Even though ARM has gained extensive marketing buzz, however, moving into the server market is not simply a matter of rebranding processors from mobile phones, sticking them in a server box and selling them to data center operators. ARM-based server chips must increase performance, expand memory capacity and offer additional features compared with mobile processors—and that entails greater power consumption. ARM and Intel are therefore both moving toward the middle in pursuit of microservers. ARM, the king of small and light, must offer beefier performance, whereas Intel, the king of heavy lifting, must offer better efficiency for lighter workloads.
The ARM architecture is being peddled by a variety of vendors, including AppliedMicro, Calxeda (formerly Smooth-Stone) and Marvell, for example. Whether ARM-based processors can deliver on their promise remains to be seen, but Intel at least is maneuvering to counter the threat to its dominance in the data center. Eventually, the buzz around ARM taking on server giant Intel will die down, leaving just the matter of which of the two “extremists” (light and mobile versus heavy and powerful) will best serve the market in the middle.

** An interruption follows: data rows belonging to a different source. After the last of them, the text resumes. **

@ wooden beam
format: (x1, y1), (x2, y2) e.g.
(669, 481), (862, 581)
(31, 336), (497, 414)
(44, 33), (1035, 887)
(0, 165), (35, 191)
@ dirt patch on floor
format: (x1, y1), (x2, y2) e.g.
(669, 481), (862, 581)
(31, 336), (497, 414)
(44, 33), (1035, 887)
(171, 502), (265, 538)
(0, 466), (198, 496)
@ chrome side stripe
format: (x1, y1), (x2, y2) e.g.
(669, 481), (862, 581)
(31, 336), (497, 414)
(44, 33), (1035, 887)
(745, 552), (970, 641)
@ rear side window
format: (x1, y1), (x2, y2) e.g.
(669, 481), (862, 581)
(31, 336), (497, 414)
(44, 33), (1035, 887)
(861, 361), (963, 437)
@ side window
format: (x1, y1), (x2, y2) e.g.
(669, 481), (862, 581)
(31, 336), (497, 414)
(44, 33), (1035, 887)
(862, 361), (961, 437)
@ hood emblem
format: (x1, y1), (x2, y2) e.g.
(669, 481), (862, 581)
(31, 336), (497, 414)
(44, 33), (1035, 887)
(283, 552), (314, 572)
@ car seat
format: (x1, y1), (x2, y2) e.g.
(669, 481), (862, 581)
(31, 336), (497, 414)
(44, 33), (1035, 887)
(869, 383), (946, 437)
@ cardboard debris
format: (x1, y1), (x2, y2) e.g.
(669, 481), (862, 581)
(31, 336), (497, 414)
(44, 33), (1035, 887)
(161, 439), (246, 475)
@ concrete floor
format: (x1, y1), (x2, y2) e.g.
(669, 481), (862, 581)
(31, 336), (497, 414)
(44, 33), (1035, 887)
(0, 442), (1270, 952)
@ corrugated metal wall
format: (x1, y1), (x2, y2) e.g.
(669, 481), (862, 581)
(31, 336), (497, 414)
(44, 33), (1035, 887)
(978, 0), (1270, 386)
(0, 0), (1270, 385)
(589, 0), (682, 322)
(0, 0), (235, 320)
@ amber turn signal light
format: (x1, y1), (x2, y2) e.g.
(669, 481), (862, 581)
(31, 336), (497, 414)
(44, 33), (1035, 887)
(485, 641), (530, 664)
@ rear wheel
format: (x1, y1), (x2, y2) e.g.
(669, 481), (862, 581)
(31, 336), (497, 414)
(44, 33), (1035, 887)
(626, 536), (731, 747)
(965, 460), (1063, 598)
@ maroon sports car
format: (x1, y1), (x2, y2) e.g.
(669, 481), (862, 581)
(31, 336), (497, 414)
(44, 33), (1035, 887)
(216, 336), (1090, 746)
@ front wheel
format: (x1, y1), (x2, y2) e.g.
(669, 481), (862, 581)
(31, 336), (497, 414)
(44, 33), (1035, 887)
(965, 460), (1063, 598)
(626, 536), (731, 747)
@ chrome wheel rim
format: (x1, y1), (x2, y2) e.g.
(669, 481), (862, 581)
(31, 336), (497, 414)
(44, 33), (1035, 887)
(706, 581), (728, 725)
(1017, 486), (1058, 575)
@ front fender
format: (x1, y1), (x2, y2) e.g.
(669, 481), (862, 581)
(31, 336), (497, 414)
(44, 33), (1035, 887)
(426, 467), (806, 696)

The microserver market is on a path for tremendous growth over the next few years, taking a significant (but not overwhelming) bite out of the share of other form factors. One of the critical battles will be between the light, fit contender, ARM, and the heavyweight incumbent, x86. By adopting ARM, AMD may have a unique opportunity in this market to find a foothold against long-time (dominant) competitor Intel while holding off other vendors. ARM has yet to prove itself in the data center, however; despite press buzz and marketing hype that paints the architecture as the savior of the data center, it has a long road to follow before achieving a solid and lasting position. ARM may end up in a technological draw with Intel, in which case the incumbent’s greater and more-established ecosystem for the data center may carry the day, simply by virtue of momentum.